Cullinia Temporal range: Late Miocene (Chasicoan-Huayquerian) ~11.6–6.8 Ma PreꞒ Ꞓ O S D C P T J K Pg N ↓

Scientific classification
- Kingdom: Animalia
- Phylum: Chordata
- Class: Mammalia
- Order: †Litopterna
- Family: †Macraucheniidae
- Subfamily: †Macraucheniinae
- Genus: †Cullinia Cabrera & Kraglievich, 1931
- Species: †C. levis
- Binomial name: †Cullinia levis Cabrera & Kraglievich, 1931

= Cullinia =

- Genus: Cullinia
- Species: levis
- Authority: Cabrera & Kraglievich, 1931
- Parent authority: Cabrera & Kraglievich, 1931

Extinct genus of litopterns

Cullinia is an extinct genus of litoptern, an order of South American native ungulates that included horse-like and camel-like animals such as Macrauchenia. It is only known from fragmentary remains. Cullinia levis is known from Chasicoan remains found in the Arroyo Chasicó Formation of Argentina, and remains from the Brazilian state of Acre and the Huayquerian Ituzaingó Formation have been assigned to Cullinia sp. .

==History and naming==

Cullinia was described in 1931 by Cabrera and Kraglievich, from MLP 29-IX-178, a holotype containing several fragmentary remains including a mandible and a metatarsal. In 1995, Bond and López add to the holotype other remains from the upper dentition.

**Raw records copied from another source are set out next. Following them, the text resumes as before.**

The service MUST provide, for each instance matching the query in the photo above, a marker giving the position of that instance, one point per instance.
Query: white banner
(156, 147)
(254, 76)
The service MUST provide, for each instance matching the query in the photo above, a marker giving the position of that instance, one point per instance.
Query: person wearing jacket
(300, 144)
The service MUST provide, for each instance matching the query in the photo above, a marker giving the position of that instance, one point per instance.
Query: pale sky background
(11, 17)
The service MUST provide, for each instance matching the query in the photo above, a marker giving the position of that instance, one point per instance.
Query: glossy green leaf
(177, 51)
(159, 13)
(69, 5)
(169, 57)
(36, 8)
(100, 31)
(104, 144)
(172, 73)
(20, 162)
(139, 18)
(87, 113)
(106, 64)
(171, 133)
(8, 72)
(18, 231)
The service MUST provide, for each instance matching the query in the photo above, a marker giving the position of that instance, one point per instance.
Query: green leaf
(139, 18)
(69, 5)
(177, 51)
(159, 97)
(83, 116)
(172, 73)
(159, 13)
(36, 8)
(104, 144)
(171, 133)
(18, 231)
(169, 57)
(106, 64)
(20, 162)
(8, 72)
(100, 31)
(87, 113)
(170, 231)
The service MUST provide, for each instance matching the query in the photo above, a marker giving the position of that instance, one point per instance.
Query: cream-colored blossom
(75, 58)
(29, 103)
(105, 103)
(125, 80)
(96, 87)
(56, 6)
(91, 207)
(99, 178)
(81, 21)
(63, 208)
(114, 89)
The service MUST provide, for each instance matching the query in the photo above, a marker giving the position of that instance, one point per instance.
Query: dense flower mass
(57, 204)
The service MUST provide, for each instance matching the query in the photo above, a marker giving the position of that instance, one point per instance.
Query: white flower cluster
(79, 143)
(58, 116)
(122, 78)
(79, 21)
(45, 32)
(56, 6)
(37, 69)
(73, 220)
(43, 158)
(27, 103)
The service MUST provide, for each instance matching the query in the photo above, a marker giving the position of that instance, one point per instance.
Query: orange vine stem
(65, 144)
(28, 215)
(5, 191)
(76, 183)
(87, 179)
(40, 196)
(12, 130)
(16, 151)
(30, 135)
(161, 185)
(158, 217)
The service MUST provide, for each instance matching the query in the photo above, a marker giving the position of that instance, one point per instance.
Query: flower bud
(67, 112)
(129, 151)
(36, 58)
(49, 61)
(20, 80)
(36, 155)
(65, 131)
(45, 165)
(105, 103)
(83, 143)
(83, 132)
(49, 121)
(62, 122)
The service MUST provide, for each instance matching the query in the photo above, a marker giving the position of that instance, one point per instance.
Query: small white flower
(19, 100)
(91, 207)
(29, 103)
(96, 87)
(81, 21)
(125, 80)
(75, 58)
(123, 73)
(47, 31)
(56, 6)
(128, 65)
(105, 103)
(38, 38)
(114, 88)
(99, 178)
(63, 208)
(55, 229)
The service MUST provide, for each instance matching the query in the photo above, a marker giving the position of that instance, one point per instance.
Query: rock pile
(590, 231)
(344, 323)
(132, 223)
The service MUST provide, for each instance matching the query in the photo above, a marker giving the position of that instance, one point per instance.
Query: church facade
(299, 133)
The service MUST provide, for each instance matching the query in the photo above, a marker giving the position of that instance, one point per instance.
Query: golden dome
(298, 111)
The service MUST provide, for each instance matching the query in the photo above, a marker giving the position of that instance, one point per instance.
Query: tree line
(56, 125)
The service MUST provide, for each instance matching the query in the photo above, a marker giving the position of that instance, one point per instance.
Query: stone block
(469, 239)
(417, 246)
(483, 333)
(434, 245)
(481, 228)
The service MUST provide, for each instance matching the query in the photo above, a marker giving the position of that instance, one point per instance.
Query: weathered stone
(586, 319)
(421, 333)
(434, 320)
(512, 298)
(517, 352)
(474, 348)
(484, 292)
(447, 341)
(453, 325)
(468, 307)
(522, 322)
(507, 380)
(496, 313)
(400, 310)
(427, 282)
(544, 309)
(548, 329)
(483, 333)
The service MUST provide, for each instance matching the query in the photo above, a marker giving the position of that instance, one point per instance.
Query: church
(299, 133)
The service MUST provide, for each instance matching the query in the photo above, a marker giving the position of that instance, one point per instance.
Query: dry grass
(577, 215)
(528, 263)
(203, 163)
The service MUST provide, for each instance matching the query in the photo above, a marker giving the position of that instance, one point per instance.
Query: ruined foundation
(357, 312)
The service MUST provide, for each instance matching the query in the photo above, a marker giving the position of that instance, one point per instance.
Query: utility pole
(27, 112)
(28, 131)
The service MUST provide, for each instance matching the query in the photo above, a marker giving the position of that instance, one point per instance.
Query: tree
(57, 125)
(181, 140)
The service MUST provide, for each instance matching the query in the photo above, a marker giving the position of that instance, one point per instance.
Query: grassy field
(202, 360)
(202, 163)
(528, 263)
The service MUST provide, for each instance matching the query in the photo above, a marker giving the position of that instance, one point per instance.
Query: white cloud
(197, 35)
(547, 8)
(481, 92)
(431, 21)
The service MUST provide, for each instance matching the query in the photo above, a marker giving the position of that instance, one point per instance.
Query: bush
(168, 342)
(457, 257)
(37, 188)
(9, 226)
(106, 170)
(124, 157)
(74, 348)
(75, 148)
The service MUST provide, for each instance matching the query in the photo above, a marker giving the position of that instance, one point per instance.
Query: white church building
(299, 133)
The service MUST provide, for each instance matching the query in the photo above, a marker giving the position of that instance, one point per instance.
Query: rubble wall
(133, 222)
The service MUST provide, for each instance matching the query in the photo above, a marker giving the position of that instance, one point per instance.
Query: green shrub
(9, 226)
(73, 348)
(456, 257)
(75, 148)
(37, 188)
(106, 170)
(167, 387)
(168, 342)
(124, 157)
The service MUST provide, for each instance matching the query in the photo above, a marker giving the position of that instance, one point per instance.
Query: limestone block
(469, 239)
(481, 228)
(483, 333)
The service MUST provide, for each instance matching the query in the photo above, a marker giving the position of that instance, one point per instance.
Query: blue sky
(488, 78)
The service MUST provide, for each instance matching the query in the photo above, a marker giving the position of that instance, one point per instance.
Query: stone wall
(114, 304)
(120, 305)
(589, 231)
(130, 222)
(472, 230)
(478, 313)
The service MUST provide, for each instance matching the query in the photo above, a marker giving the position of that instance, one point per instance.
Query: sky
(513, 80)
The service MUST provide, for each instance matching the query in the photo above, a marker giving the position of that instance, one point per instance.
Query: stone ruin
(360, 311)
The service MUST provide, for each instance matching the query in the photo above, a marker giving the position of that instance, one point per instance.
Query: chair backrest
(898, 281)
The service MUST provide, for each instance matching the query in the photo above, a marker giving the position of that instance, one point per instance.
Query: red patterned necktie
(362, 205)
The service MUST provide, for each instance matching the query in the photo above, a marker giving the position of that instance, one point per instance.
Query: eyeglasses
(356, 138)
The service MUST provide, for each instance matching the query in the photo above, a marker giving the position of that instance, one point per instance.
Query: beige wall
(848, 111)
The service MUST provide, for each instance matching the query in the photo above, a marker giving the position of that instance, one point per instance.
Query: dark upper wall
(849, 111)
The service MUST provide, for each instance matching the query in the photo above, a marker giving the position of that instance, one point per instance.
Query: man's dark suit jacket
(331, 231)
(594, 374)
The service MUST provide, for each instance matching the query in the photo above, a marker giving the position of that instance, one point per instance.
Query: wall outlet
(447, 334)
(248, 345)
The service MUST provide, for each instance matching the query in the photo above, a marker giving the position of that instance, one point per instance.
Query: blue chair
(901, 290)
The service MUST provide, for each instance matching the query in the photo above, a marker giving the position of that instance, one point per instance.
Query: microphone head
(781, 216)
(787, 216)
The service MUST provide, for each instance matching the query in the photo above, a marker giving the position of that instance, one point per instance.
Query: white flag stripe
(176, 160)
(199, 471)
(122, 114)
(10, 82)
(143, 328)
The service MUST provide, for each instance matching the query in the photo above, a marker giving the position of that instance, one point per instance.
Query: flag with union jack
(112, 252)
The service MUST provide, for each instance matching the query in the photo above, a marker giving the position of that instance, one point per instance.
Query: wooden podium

It was named from the Araucanian word "cullin", meaning "animal".

==Description==

Cullinia was a slender, small Macraucheniidae. It had proportionally larger metapodials than Theosodon, and its first lower molar was absent.
== Classification ==
Below is a phylogenetic tree of the Macraucheniidae, based on the work of McGrath et al. 2018, showing the position of Cullinia.

== Palaeoecology ==

The Arroyo Chasicó formation was, in the Miocene, on the tip of a peninsula bordered by the Paranaense Sea. Cullinia would have lived alongside various genera of Cingulata, including the last horned armadillo Epipeltephilus, the dasypodids Chasicotatus, the chlamyphorid Vetelia, the euphractine Proeuphractus, the pampathere Kraglievichia, and the glyptodont Kelenkura. Other xenarthrans includes several genera of ground sloths, such as the mylodontid Octomylodon, the megalonychid Protomegalonyx, the nothrotheriids Xyophorus and Chasicobradys, and the megatheriid Anisodontherium. Several genera of rodents were recovered from the formation, such as the earliest genera of tuco-tucos, maras and cavioids such as Cardiomys, Procardiomys and Cardiatherium, octodontids such as Chasicomys and Chasichimys, the echimyids Pattersomys, the plain viscacha Lagostomus telenkechanum and its relative Prolagostomus, and the large-sized dinomyid Carlesia. Meridiungulates were also present in the formation, with the fellow litoptern genera such as the fellow macraucheniid Paranauchenia, and the proterotheriid Neobrachytherium, while notoungulates were represented by genera such as the large-sized late surviving homalodotheriid Chasicotherium, the toxodontid Paratrigodon, the interatheriid Protypotherium, the mesotheriid Typotheriopsis, and the hegetotheriids Paedotherium, Pseudohegetotherium and Hemihegetotherium.
The largest predators were the sparassodonts Pseudolycopsis cabrerai and Lycopsis viverensis, and the small terror bird Psilopterus.